References
Direct oral anticoagulants in general practice

Abstract
Nurses prescribing these medications, used for stoke prevention in atrial fibrillation in general practice, must understand the risks surrounding them. This article outlines indications, side effects and monitoring.
Four direct oral anticoagulants (DOACs) are available in the UK and appear in National guidance as first line treatment for VTE and stroke prevention in atrial fibrillation. They provide a more practical option than warfarin, with similar efficacy and safety profiles, with the additional advantage of significantly reduced risk of intracranial haemorrhage (Raschi et al 2016). DOACs are not suitable for patients with mechanical heart valves, antiphospholipid syndrome or for women who are pregnant or breastfeeding. DOACs work by inhibiting a single clotting factor, meaning their effects are more predictable than warfarin which works on several clotting factors. Bleeding is the main side effect and safety consideration of DOACs, with major bleeding occurring in around 1-4% of people taking DOACs (Hellenbart et al 2017). Careful risk assessment, patient counselling and at least annual review of patients on DOACs can help to reduce their associated risks.

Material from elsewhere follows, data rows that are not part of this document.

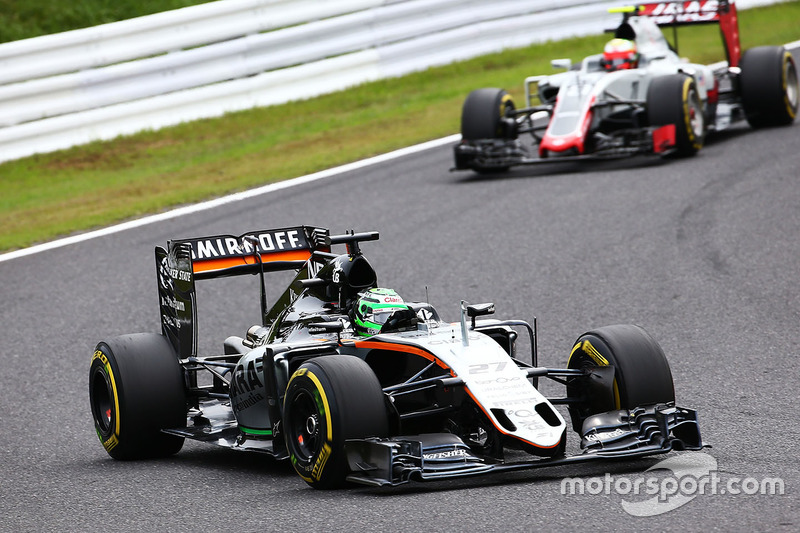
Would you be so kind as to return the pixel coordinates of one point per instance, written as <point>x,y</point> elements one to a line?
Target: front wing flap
<point>429,457</point>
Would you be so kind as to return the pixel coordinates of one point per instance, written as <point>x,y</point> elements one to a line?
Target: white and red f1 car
<point>638,97</point>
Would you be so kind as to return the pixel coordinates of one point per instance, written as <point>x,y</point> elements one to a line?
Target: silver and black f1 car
<point>353,384</point>
<point>638,97</point>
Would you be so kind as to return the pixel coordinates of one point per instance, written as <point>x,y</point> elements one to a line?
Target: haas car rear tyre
<point>769,87</point>
<point>329,400</point>
<point>482,113</point>
<point>673,99</point>
<point>483,118</point>
<point>641,372</point>
<point>136,389</point>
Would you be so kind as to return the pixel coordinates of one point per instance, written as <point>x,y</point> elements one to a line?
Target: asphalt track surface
<point>702,252</point>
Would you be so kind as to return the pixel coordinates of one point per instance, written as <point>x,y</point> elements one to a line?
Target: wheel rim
<point>790,75</point>
<point>304,426</point>
<point>102,404</point>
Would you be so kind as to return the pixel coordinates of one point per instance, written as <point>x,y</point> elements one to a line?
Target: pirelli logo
<point>592,352</point>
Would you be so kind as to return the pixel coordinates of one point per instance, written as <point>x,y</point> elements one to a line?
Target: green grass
<point>21,19</point>
<point>50,195</point>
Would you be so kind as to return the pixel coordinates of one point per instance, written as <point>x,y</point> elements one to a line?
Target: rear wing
<point>184,261</point>
<point>691,12</point>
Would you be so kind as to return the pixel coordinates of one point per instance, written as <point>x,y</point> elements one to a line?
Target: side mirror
<point>326,327</point>
<point>480,309</point>
<point>566,64</point>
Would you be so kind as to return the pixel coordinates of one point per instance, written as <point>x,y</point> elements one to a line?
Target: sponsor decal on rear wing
<point>686,12</point>
<point>225,255</point>
<point>184,261</point>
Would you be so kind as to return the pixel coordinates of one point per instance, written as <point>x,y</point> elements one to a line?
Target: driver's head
<point>620,54</point>
<point>373,308</point>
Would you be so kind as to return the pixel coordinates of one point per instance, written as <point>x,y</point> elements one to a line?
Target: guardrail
<point>98,83</point>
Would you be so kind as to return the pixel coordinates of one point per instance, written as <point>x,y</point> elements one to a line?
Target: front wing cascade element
<point>429,457</point>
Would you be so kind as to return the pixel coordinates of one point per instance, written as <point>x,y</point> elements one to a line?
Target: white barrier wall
<point>96,83</point>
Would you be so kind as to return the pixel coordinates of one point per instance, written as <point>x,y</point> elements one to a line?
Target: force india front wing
<point>613,435</point>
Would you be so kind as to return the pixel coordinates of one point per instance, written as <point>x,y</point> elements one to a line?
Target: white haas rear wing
<point>688,12</point>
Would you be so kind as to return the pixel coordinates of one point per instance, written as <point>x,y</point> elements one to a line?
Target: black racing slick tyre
<point>641,372</point>
<point>136,389</point>
<point>673,99</point>
<point>482,114</point>
<point>329,400</point>
<point>769,86</point>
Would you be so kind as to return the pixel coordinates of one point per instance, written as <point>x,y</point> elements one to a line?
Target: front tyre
<point>673,99</point>
<point>769,86</point>
<point>641,371</point>
<point>136,389</point>
<point>329,400</point>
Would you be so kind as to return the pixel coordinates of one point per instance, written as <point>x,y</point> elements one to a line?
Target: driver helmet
<point>620,54</point>
<point>373,308</point>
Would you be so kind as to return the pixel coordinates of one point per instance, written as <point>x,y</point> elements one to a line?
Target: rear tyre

Direct oral anticoagulants (DOACs) have provided a practical option for people requiring anticoagulation for several indications for over a decade now. Their advantages include a more predictable effect than vitamin K antagonists such as warfarin, with infrequent monitoring requirements, regular fixed doses, no food or drink interactions and few drug interactions (Baglin 2013). Four DOACs are currently licensed for use in the UK: dabigatran etexilate, rivaroxaban, apxixaban and edoxaban. National clinical guidelines now promote DOACs as first line treatment for venous thromboembolism (VTE) and prevention of stroke in non-valvular atrial fibrillation (AF).
The landmark phase III clinical trials of all four DOACs showed similar efficacy and safety to warfarin, with significantly reduced risk of intracranial haemorrhage (Raschi et al 2016). Real-world registry data has largely reflected these clinical trial findings, providing reassurance that these medicines offer a safe and practical option for patients requiring anticoagulation (Beyer-Westendorf et al 2013, Agnelli et al 2015, Camm et al 2016, Hecker et al 2016).